Here is a version ported from Haskell:

let replicate n x = [for i in 1 .. n -> x]
let sequence ms = 
  List.fold (fun m' m -> [for x in m do for xs in m' -> (x::xs)]) [[]] ms
let Cpower n l = replicate n l |> sequence

It works like counting: if you think of l as the digits, then it replicates them for the number of places you have, then counts over them using sequence.

In other words, all binary numbers less than 2^3 can be generated by replicating [0;1] 3 times to get [[0;1]; [0;1]; [0;1]] then running sequence on them.

This can be made lazier by switching to Seq.fold:

let sequence' ms =
  Seq.fold (fun m' m -> seq {for x in m do for xs in m' do yield (x::xs)})
           (seq {yield []})
           ms

This gives you a seq of the results instead of a list. Unfortunately, I can't tell by looking at it if it's lazy enough: it might have to generate the entire list in memory to start giving you the first element. You should be able to find out by stepping through it in the debugger. (Or you might be better at reading laziness than I am.)

Answer 4

I would also add that it is generally prefered to avoid using mutable values when writing F# code. It's fine when you're learning F# or when you need to optimize some code to run faster, but if you want to write a more idiomatic F# code, it's better to use recursion instead of mutable values.

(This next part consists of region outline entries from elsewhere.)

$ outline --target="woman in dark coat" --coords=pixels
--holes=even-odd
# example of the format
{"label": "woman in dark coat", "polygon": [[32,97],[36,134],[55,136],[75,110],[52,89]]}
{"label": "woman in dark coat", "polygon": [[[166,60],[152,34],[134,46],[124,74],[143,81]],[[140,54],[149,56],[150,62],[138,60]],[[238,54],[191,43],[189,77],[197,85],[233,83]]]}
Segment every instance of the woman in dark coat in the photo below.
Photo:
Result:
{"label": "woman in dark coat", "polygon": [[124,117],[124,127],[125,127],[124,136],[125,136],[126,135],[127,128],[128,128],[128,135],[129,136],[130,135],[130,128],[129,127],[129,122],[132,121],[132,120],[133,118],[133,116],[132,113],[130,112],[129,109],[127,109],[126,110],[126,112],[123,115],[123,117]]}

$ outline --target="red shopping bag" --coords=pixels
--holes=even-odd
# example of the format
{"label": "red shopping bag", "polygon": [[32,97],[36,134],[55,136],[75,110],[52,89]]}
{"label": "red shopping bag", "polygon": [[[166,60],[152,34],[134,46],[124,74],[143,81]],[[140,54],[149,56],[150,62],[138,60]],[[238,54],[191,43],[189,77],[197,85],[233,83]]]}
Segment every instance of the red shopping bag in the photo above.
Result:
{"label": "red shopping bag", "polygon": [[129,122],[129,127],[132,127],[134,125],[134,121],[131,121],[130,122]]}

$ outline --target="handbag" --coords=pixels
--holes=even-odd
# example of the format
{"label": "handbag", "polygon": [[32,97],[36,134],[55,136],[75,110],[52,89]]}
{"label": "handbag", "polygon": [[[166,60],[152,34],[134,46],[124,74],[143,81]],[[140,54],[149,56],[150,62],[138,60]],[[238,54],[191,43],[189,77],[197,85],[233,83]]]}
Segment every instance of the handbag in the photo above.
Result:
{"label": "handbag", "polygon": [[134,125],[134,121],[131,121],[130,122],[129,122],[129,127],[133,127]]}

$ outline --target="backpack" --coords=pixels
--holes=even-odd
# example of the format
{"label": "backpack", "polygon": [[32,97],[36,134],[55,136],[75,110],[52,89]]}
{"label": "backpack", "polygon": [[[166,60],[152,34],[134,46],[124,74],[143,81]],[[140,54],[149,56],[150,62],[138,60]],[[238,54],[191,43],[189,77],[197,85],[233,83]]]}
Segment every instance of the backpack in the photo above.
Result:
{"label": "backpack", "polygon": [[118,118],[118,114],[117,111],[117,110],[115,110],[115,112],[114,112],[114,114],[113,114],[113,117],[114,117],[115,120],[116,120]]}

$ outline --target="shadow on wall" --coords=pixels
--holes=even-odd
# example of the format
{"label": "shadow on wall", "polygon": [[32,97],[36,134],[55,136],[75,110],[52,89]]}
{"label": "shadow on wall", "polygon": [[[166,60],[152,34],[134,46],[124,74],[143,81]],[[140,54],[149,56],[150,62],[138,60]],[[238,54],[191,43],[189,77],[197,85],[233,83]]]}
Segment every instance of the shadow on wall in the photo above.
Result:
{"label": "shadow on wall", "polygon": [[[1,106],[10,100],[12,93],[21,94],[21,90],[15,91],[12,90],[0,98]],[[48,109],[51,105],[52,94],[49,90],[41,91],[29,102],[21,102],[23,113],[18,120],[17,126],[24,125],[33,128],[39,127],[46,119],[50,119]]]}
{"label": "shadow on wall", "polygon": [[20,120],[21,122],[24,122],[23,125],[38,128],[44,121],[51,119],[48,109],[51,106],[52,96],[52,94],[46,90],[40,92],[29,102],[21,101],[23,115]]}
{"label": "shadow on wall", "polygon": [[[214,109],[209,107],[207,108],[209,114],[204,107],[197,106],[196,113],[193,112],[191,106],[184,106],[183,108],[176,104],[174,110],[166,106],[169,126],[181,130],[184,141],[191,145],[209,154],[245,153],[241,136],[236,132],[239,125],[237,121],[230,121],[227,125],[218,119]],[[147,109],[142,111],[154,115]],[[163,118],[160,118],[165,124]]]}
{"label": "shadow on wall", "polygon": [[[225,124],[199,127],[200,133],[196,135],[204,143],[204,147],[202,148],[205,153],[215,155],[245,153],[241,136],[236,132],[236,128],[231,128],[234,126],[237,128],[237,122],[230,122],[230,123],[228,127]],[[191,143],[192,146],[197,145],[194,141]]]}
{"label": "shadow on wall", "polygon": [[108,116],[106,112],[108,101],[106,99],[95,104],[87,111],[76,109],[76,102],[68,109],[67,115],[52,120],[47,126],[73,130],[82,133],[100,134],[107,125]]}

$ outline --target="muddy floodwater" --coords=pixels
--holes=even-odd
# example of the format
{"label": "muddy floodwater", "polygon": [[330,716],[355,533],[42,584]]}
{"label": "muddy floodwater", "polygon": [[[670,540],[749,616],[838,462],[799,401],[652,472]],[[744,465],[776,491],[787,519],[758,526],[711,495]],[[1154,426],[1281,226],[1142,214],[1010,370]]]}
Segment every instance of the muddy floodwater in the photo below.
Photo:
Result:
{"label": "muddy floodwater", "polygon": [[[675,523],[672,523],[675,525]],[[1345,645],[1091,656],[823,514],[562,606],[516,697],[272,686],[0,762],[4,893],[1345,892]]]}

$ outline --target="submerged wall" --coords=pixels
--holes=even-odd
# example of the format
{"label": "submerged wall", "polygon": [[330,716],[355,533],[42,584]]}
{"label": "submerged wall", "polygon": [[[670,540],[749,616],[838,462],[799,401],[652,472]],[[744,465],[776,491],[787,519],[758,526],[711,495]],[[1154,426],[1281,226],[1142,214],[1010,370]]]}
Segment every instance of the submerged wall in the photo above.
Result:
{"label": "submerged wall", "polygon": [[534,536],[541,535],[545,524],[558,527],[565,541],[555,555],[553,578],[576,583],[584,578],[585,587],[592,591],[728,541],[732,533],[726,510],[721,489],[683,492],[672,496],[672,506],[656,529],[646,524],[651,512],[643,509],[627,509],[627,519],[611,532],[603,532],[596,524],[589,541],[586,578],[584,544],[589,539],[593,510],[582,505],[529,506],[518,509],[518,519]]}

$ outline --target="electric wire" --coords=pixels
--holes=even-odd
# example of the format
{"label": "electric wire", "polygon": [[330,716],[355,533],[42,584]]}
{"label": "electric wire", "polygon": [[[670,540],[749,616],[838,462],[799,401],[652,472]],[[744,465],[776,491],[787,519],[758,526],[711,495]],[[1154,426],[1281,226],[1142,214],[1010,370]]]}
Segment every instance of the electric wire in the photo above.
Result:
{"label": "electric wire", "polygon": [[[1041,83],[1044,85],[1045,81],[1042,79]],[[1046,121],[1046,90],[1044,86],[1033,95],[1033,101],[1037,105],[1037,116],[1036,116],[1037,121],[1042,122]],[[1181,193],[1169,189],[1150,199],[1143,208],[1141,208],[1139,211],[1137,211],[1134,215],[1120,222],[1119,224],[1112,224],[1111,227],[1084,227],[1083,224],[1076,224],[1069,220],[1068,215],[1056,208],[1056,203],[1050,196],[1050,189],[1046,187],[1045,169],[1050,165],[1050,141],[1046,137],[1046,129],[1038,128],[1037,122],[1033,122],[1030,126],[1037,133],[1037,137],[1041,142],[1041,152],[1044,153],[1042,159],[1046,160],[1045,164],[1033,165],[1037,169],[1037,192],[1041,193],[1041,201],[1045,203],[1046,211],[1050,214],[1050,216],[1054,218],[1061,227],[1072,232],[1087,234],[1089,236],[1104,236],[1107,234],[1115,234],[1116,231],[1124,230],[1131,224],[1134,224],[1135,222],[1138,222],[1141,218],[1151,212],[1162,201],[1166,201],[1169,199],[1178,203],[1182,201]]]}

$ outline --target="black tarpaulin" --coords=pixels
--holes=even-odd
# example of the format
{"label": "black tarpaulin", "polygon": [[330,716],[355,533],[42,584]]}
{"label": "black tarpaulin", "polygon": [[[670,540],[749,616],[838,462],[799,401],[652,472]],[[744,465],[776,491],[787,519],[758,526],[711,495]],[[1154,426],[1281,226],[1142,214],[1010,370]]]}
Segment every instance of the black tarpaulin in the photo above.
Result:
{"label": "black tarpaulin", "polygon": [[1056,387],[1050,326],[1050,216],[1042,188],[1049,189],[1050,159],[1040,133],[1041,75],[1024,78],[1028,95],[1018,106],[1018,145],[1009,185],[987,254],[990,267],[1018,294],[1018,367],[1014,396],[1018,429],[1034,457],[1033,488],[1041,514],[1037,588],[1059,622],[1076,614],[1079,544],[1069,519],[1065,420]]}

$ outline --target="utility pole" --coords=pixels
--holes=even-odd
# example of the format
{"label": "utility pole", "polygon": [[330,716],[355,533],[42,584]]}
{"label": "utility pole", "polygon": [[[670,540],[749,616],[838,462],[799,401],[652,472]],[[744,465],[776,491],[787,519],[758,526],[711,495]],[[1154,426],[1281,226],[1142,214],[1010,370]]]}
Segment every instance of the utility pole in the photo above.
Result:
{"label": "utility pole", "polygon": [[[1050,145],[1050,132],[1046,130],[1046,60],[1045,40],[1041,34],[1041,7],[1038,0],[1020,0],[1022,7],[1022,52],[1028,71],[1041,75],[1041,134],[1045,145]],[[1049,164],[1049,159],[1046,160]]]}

I tried to write the Cartesian power a bit more elegantly and here is my version. It is implemented recursively. I explicitly handle the case when we need to calculate X^1 and the recursive case performs a Cartesian product like this: X^n = X * X^(n-1)

I'm using sequence expressions and the method generates elements of the sequence (to be returned as the result) using yield:

let rec cartesianPow input n = seq {
  if (n = 1) then
    // This handles the case when the recursion terminates. We need to turn
    // each element from the input into a list containing single element:
    //   [1; 2; 4] ^ 1 = [ [1]; [2]; [3] ]
    for el in input do 
      yield [el]
  else
    // We perform one Cartesian product (and run the rest of the 
    // power calculation recursively). Mathematically:
    //   [1; 2; 3] ^ n = [1; 2; 3] x ([1; 2; 3] ^ (n-1))
    for el in input do 
      for rest in cartesianPow input (n - 1) do
        yield el :: rest }

cartesianPow [ 0; 1 ] 3

This isn't the most efficient implementation (e.g. because using yield inside for loop may not be a good thing to do), but that would be only problem for large n. In F#, it is usually a good idea to start with the cleanest implementation that's easier to understand :-).